Als nach dem Abendessen die Schüler aus Ravenclaw die große Halle verließen, tönten, plärrten und knurrten gemalte Hexen, Zauberer und andere Menschen auf dem Weg zum Ravenclaw-Eingang, Aurora Dawn solle sich sofort bei Lady Medea einfinden. Sie würde in ihrer Residenz warten. Viele Ravenclaws hielten sich die Ohren zu, so schrill klangen die wütenden Stimmen von den Reihen der Leinwände her.

Als Aurora Dawn mit ihren Klassenkameraden in weitem Abstand hinter den übrigen herlief, um das nervtötende Gemoser der gemalten Leute nicht allen zumuten zu müssen, sangen Roy und Bruster Fußballhymnen, um die Zeterei und Brüllerei aus den Bildern zu übertönen.

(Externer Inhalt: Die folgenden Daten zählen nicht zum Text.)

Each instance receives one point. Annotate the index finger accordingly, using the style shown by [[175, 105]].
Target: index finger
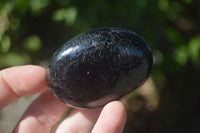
[[20, 81]]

Natürlich sang Roy Loblieder auf den ersten FC Liverpool, während Bruster "Über alles Man United!" Gröhlte.

Als sie dann in den Gang einbogen, der vor dem Wiesengemälde mit Bruce und Maggy endete, liefen sie in einen Stau wild miteinander diskutierender Schüler hinein. Amalia Hopfkirch ging vor und starrte auf das Bild. Maggy und Bruce lagen auf ihrer Wiese. Sie versuchte, sie zu wecken. Doch die beiden rührten sich nicht. Ein imposanter weißer Schwan glitt von oben in das Bild hinein, landete neben der auf dem Bauch liegenden Maggy, streckte den schlanken Hals kerzengerade nach oben und schien sich aufzublähen. Innerhalb von zwei Sekunden schrumpfte das schneeweiße Gefieder ein und verschwand unter einem roten Kleid. Der lange rote Schnabel verschwand in einem langen hellrosa glänzendem Frauengesicht, um das ein Schopf schwarzer Haare an die Stelle der weißen Kopffedern spross. Die Flügel wurden zu schlanken Armen, und die roten schuppigen Vogelbeine streckten und dehnten sich zu Frauenbeinen in glänzenden Lederschuhen. Lady Medea stand nun da, wo der weiße Schwan gelandet war.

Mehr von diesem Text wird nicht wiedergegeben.